Art museum at Memorial University of Newfoundland

The Grenfell Art Gallery is a contemporary art museum on Grenfell Campus, Memorial University in Corner Brook, Newfoundland. Established in 1988, the gallery is closely associated with the university's visual arts program, and is situated on the second floor of the Fine Arts Building on campus. Its collection includes more than 5,000 works spanning Canadian historical and contemporary art.

As of 2024, its director is Jane Walker. Previous directors include Colleen O'Neill (1988–1998), Gail Tuttle (1998–2008), Charlotte Jones (2009–2017), and Matthew Hills (2017–2023).

The Grenfell Gallery facilitates the North-West-River-Artist-In-Residence. It has also hosted artists in residence at Grenfell Campus.

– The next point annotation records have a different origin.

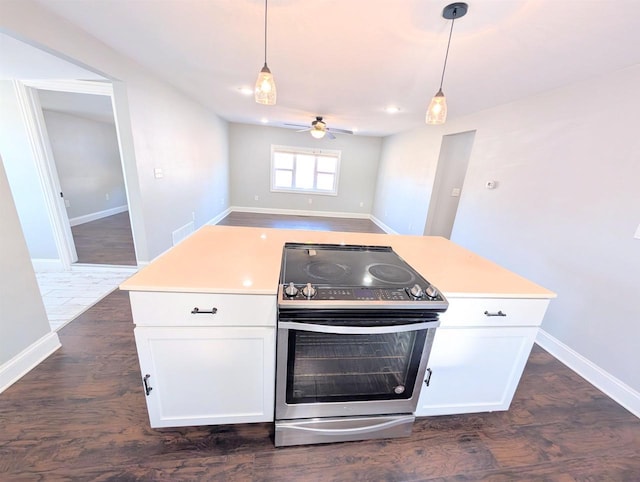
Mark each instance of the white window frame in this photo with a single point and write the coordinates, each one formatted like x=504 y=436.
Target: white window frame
x=307 y=151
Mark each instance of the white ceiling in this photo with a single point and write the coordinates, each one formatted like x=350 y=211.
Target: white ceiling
x=90 y=106
x=19 y=60
x=349 y=59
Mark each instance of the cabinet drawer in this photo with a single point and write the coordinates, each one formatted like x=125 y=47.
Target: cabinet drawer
x=494 y=312
x=176 y=309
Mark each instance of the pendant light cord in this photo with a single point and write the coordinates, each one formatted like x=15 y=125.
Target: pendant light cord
x=265 y=32
x=444 y=67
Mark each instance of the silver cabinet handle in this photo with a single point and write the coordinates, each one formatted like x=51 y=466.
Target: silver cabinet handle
x=198 y=311
x=499 y=313
x=147 y=387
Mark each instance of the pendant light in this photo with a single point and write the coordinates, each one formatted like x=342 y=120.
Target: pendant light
x=265 y=91
x=437 y=111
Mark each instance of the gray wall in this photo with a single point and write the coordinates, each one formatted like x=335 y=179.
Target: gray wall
x=405 y=181
x=565 y=209
x=250 y=163
x=23 y=319
x=87 y=161
x=20 y=167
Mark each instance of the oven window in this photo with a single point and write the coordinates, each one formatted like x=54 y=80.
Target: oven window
x=340 y=368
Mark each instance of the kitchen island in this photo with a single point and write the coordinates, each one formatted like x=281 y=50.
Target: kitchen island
x=205 y=316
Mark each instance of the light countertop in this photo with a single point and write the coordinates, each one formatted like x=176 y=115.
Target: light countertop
x=225 y=259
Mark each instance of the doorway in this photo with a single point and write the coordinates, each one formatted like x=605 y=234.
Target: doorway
x=76 y=147
x=86 y=158
x=453 y=161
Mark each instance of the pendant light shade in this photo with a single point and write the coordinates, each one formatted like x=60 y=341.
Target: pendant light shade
x=437 y=111
x=265 y=92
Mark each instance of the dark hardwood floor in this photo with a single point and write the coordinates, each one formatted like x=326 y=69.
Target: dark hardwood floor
x=105 y=241
x=81 y=415
x=313 y=223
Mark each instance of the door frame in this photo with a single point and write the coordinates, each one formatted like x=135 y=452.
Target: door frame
x=26 y=93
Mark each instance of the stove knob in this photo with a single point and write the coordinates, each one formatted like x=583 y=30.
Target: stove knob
x=291 y=290
x=416 y=291
x=431 y=292
x=309 y=291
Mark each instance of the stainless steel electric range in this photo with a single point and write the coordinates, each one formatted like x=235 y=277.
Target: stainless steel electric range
x=355 y=328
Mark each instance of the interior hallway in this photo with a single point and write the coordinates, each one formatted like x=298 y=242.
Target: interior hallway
x=105 y=241
x=106 y=257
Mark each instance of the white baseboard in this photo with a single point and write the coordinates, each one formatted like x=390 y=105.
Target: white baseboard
x=299 y=212
x=14 y=369
x=610 y=385
x=47 y=265
x=382 y=226
x=98 y=215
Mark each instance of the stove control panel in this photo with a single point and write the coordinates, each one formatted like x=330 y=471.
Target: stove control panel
x=308 y=292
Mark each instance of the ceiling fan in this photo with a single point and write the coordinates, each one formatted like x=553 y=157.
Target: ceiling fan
x=319 y=129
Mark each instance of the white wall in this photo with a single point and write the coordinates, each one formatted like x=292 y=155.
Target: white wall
x=159 y=128
x=87 y=161
x=20 y=167
x=250 y=163
x=405 y=180
x=565 y=210
x=23 y=320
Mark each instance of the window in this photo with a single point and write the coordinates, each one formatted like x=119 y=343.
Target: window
x=296 y=169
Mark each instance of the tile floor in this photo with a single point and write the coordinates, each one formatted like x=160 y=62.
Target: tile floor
x=67 y=294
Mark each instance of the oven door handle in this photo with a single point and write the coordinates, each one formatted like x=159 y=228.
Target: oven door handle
x=354 y=330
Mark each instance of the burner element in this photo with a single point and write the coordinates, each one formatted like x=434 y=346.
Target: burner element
x=390 y=273
x=325 y=271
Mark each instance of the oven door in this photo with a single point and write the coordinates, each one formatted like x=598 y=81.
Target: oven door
x=340 y=371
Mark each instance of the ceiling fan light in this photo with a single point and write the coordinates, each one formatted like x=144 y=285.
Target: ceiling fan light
x=437 y=111
x=265 y=92
x=318 y=133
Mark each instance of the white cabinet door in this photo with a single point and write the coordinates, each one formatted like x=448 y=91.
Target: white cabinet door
x=475 y=369
x=207 y=375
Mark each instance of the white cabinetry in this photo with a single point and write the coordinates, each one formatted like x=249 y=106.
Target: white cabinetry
x=214 y=366
x=479 y=353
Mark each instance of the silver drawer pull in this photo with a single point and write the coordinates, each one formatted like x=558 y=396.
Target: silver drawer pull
x=499 y=313
x=198 y=311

==Exhibitions and events==

The gallery exhibits Canadian and international artists year round. Recent shows have included such prominent artists as Sobey Art Award winner Ursula Johnson, as well as Anne Troake, who both exhibited in 2015. Other noted exhibitions include:
- Adrian Stimson: Blood From A Stone (2018)
- Jordan Bennett: wije'mi (Come With Me) (2017)
- Jennifer Barrett, Narrative NL (2015)
- Barb Hunt: Pink (2002)
- John Greer: Manifest (1998)

The gallery is also the host site for the Saltbox Contemporary Arts Festival, a biennial performance art festival founded in 2016.